Une situation alarmante secoue le système de santé dans la province du Sankuru, en République Démocratique du Congo. Près de 400 000 doses d’antipaludéens, destinées à sauver des vies, sont aujourd’hui devenues inutilisables après avoir atteint leur date de péremption dans l’entrepôt du Centre de distribution régional (CDR) de Lodja. Ce gâchis colossal, révélé par des sources internes, soulève des questions brûlantes sur la gestion des produits de santé essentiels dans une région où le paludisme fait des ravages quotidiens. Comment un tel dysfonctionnement a-t-il pu se produire, et quelles en seront les conséquences pour les populations déjà vulnérables ?
Les faits sont aussi simples qu’accablants. Ces médicaments, réceptionnés en novembre 2024, ont immédiatement été placés en quarantaine, une procédure d’usage en attente d’une autorisation de distribution. Cependant, le temps a filé sans qu’aucune dose ne quitte l’entrepôt. Pendant cinq mois critiques, ce stock stratégique est resté immobile. La situation s’est ensuite enlisée dans un imbroglio administratif international. L’organisation CHEMONICS, chargée de l’expédition, a donné instruction au CDR de suspendre toute distribution. Cette décision s’appuyait sur l’application d’un décret du président américain de l’époque, Donald Trump, gelant une partie de l’aide étrangère et humanitaire. Le blocage a duré près d’un an, jusqu’à sa levée en octobre 2025. À ce moment, il était déjà trop tard : les antipaludéens expirés dans le Sankuru avaient perdu toute leur efficacité thérapeutique.

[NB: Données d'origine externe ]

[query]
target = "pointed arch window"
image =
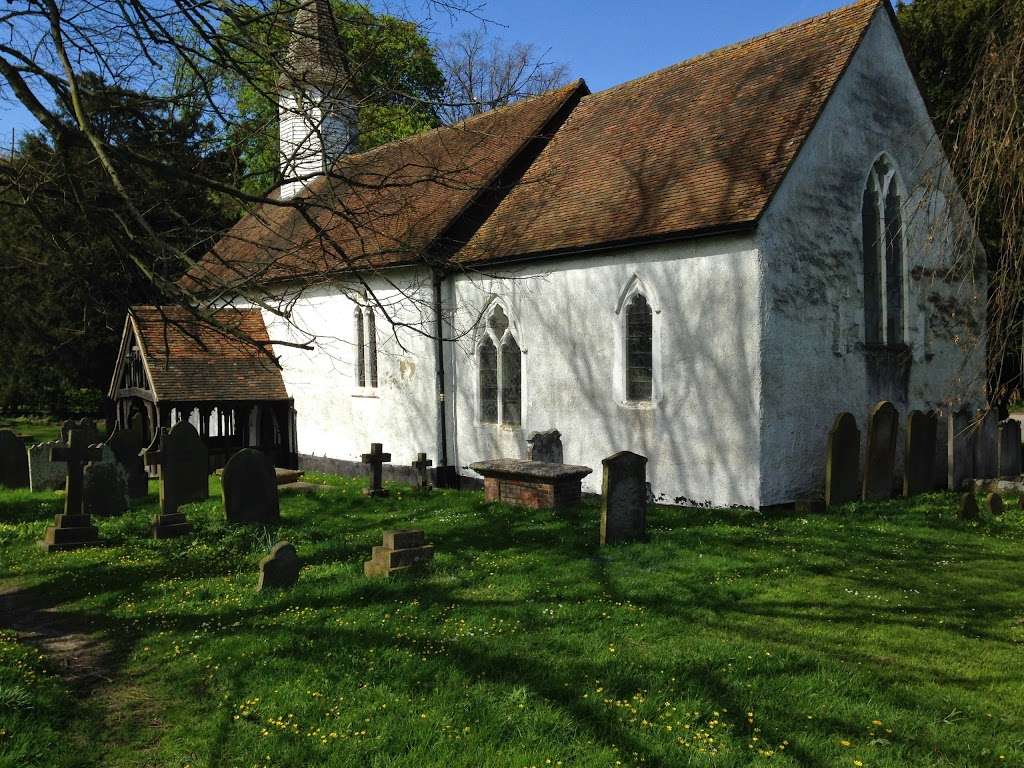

L’impact de cette perte est immense. Le paludisme reste l’une des principales causes de morbidité et de mortalité en RDC, en particulier chez les enfants de moins de cinq ans et les femmes enceintes. Chaque dose perdue représente potentiellement une vie mise en danger. Dans une zone de santé comme Lodja, où l’accès aux soins est déjà limité, la disponibilité de ces médicaments périmés à Lodja était cruciale pour endiguer la maladie. Leur expiration force à se poser une question douloureuse : combien de décès évitables cette négligence va-t-elle entraîner ? Ce grave dysfonctionnement dans le système de santé en RDC illustre de manière criante la fragilité des chaînes d’approvisionnement et les conséquences désastreuses des décisions politiques éloignées du terrain.
Face à ce scandale, les réactions locales sont unanimes dans la dénonciation. L’administrateur du territoire intérimaire a publiquement appelé à l’ouverture d’une enquête approfondie pour établir les responsabilités de chaque acteur impliqué. Du côté de la société civile, Anyeme Djonga, président de la Société civile révolutionnaire du Sankuru, a qualifié la situation de « négligence inacceptable ». Ces appels résonnent alors qu’une mission d’enquête en provenance de Kinshasa est attendue sur place dans les prochains jours. Son mandat sera d’examiner minutieusement les circonstances qui ont conduit à ce fiasco et d’identifier les éventuelles défaillances ou négligences. L’enquête sur les médicaments du Sankuru devra notamment clarifier le rôle des différents niveaux de décision, depuis la quarantaine initiale jusqu’à l’application du décret Trump sur l’aide humanitaire en RDC.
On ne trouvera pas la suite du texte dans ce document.